Le président Trump a d’abord suivi l’exemple des Saoudiens et des Émiratis en dénonçant le Qatar comme un « bailleur de fonds du terrorisme ». Il ignorait à l’époque que le Qatar héberge le quartier général avancé du commandement central américain à la base aérienne Al Udeid. Cependant, Trump a repris sa position dans des remarques saluant l’Émir Tamim bin Hamad Al-Thani de Qatar à la Maison Blanche en avril 2018. Les relations entre Israël et ses partenaires arabes dans l’alignement anti-iranien sont parfois aussi maladroites.
Plusieurs réunions secrètes entre Israéliens et Émiratis ont été rapportées. Mais l’Arabie Saoudite hésite à reconnaître ouvertement son alignement avec Israël. Israël, néanmoins, cherche sans relâche des relations plus publiques avec ses partenaires arabes du Golfe. Avant le coup d’envoi de l’Arabie saoudite et de la Russie lors du match d’ouverture de la Coupe du monde 2018, le compte Twitter arabe officiel du ministère israélien des Affaires étrangères a souhaité à l’Arabie Saoudite « bonne chance! »

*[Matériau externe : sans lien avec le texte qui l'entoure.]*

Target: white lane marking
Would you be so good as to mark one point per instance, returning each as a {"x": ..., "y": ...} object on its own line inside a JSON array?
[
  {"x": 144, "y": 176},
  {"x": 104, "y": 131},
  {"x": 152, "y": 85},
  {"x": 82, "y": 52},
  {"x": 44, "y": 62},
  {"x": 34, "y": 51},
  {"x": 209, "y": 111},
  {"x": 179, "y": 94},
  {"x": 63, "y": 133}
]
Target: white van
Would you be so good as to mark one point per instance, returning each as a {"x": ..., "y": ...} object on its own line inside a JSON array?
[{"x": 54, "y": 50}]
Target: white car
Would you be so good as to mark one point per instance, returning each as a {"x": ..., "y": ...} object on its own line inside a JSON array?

Les stars des gouvernements d’Israël, d’Arabie Saoudite et des Émirats Arabes Unis, des Trumpistes nationalistes blancs, des ultra-Likoudiens protestants juifs américains et évangéliques, et des novateurs du Parti Démocrate comme les sénateurs Chuck Schumer (NY), Robert Menendez (NJ), et Benjamin Cardin (MD), semblent s’aligner. En se retirant de l’accord nucléaire de 2015 avec l’Iran et en déplaçant l’ambassade américaine à Jérusalem, le président Trump, ses principaux conseillers pour le Moyen-Orient, dont son gendre, Jared Kushner, a suggéré qu’ils étaient prêts à suivre l’exemple d’Israël, de l’Arabie saoudite et des Émirats Arabes Unis pour affronter l’Iran.

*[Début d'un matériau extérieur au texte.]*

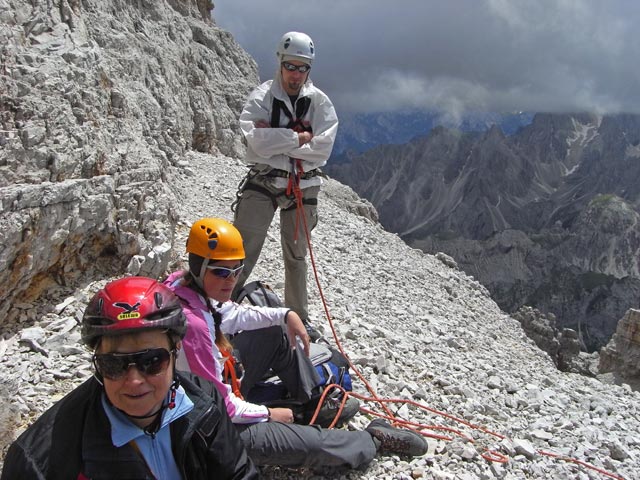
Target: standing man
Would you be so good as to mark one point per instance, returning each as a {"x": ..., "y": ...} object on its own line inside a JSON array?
[{"x": 290, "y": 127}]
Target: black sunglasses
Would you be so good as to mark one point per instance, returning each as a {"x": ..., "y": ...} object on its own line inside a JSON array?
[
  {"x": 151, "y": 362},
  {"x": 292, "y": 68},
  {"x": 224, "y": 272}
]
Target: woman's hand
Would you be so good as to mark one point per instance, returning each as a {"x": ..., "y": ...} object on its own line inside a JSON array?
[{"x": 284, "y": 415}]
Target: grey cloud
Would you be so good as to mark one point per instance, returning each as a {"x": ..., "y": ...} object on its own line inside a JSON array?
[{"x": 456, "y": 55}]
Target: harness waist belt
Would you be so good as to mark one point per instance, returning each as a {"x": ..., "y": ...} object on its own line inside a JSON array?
[{"x": 276, "y": 172}]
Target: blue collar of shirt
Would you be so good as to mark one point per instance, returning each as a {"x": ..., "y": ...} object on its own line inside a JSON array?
[{"x": 123, "y": 430}]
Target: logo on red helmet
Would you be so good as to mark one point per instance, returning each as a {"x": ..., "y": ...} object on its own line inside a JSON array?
[{"x": 130, "y": 311}]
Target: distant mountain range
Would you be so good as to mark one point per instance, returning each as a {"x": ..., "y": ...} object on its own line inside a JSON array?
[
  {"x": 361, "y": 132},
  {"x": 546, "y": 217}
]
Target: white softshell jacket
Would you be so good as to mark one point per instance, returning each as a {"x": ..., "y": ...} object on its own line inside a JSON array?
[{"x": 275, "y": 146}]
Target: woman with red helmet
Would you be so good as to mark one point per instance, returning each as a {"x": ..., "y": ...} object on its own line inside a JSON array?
[{"x": 137, "y": 417}]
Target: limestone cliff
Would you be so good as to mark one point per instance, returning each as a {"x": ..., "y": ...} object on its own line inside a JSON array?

Les détails divulgués du plan proposé par Jared Kushner pour une paix israélo-palestinienne suggèrent que l’administration Trump, avec le soutien enthousiaste du Premier ministre Netanyahu et de ses acolytes américains, cherche à transformer la Cisjordanie en ce que Netanyahu a surnommé « État moins ». En réalité, un bantoustan dans les zones A et B avec une capitale palestinienne nominale dans la banlieue de Jérusalem d’Abu Dis. La bande de Gaza serait une entité distincte : soit en laissant pourrir, soit en l’attachant à l’Égypte, qui n’en veut pas.
Pendant des décennies, les régimes saoudien, émirien, égyptien et jordanien ont accordé une faible priorité à la cause palestinienne. Cependant, la consécration de la souveraineté israélienne sur l’ensemble de Jérusalem est un problème qui concerne 1,5 milliard de musulmans. Les Saoudiens, dont le roi réclame le titre de « serviteur des deux sanctuaires » (La Mecque et Médine), et le roi Abdullah II, le gardien nominal du Haram al-Sharif (le Noble Sanctuaire) à Jérusalem, mettent leur légitimité en péril.
La combinaison du massacre israélien des Palestiniens dans la bande de Gaza et de l’inauguration de l’ambassade américaine à Jérusalem a lié les problèmes de la bande de Gaza et de Jérusalem. Par conséquent, la tendance à marginaliser les droits du peuple palestinien, qui est une étape nécessaire pour consolider un front régional anti-iranien, a été temporairement bloquée. Selon un rapport de l’ONU de 2015 , la bande de Gaza pourrait devenir « invivable » d’ici 2020. Cette catastrophe humanitaire jettera une ombre sur les efforts pour conclure ce que le président Trump a appelé à plusieurs reprises « l’accord ultime ».